Cornel West switches parties again, and other campaign trail takeaways
Cornel West had previously sought the Green Party's nomination.
Progressive activist Cornel West switched parties for the second time as he wages a third-party presidential campaign.
West is planning to run as an independent for president, ditching the Green Party, which has a more formalized infrastructure to gain access to the ballot, shifting the calculus of how much of a threat he poses to snatch votes away from President Joe Biden next year.
Meanwhile, GOP rabble-rouser Rep. Matt Gaetz, Fla., hinted he intends to stay in the House for the while.
Here's what you need to know from the campaign trail.
Third ticket's the charm
West, a left-wing academic with a broad following on the Democratic Party's fringe, said he would run as an independent Thursday rather than compete for the Green Party's nomination.
West's campaign explained the switch by pointing to the process for winning the party nod rather than just running as an independent and gaining access to ballots on his own.
"Democracy means more choices, not backroom deals; it means freedom to vote your conscience without being shamed or bullied. As Dr. West's campaign for president grows, he believes the best way to challenge the entrenched system is by focusing 100% on the people, not on the intricacies of internal party dynamics," West's campaign said in a statement.
West had previously been running for the nomination of the relatively unknown People's Party before moving over to the Green Party, a shift he attributed at least in part to the Green Party's more robust ballot access infrastructure.
Switching to campaign as an independent, though, would appear to run counter to that thinking, given that the Green Party would offer West an easier path to earning a place on several states' ballots, while running as an independent means he would have to go through the process of qualifying for the ballot in every state and territory on his own.
However, the move is likely welcome news for Democrats, who are biting their nails over whether a third-party bid by someone with West's name recognition could peel off liberal voters from Biden next year.
Gaetz not moving out of the House
Gaetz, who earned the enmity of many of his GOP colleagues by engineering the ouster of former Speaker Kevin McCarthy, R-Calif., this week, swatted away speculation that he has his eyes set on the governor's mansion in Florida in 2026.
"I'm not running for governor," he told CBS News Miami. "I'm exactly where I'm supposed to be. I'm doing exactly what I'm supposed to be doing."
To be sure, lawmakers often say they're not running for offices that they end up competing for, and there's a long time for Gaetz to possibly change his mind. But Gaetz's comments come as speculation reaches a boiling point that his offensive against McCarthy was intended in part to raise his name recognition in an effort to move his office from Washington to Tallahassee.

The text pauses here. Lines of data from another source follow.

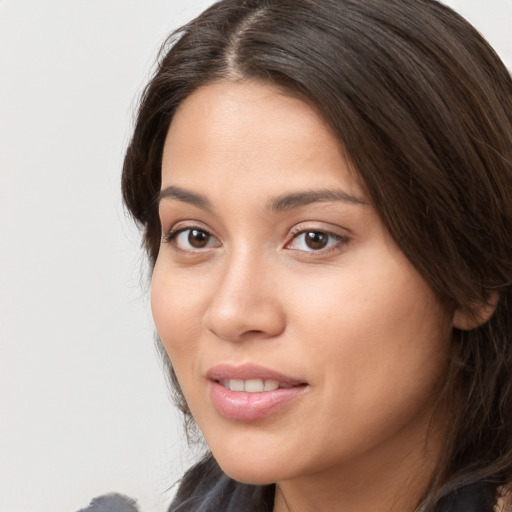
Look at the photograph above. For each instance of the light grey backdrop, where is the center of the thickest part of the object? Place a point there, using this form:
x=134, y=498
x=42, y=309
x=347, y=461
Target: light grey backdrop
x=84, y=407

Current Gov. Ron DeSantis, who is seeking the Republican presidential nomination, would be barred from running for reelection in 2026 due to term limits.
GOP candidates migrate to new attack line
Republican presidential candidates launched political attacks on the White House after it was announced that the Biden administration would waive 26 federal laws to allow border wall construction in Starr County, Texas.
"I will await his apology!" Trump wrote on his Truth Social platform.
"Well, isn't that interesting?" DeSantis asked an Iowa radio host Thursday before touting his own plan for mass-deportations of undocumented immigrants.
Biden has lambasted a border wall and maintained Thursday that he had no choice but to approve the border wall construction after funds for it were appropriated by Congress.
Pence reaches for 20% -- in spending
Former Vice President Mike Pence, who is polling in the single digits in the GOP presidential primary, announced Thursday he would work to pass a constitutional amendment limiting spending to one-fifth of the economy.
Under Pence's proposal, the amendment could only be waived by a declaration of war or by a two-thirds congressional vote.
"Because of Bidenomics, American families are forced to tighten their purse strings. It's not too much to ask our federal government to do the same," Pence said in a statement. "As President, I will break this relentless break-the-bank cycle and usher in a new era of fiscal responsibility in our nation’s capital. I will work with Congress to set a cap on federal spending at one-fifth of our nation’s economy. No more runaway spending and no more fiscal freefall."
It is highly unlikely that the push would go anywhere if Pence ended up in the White House, but the plan appears to be part of an effort to bolster his conservative bona fides.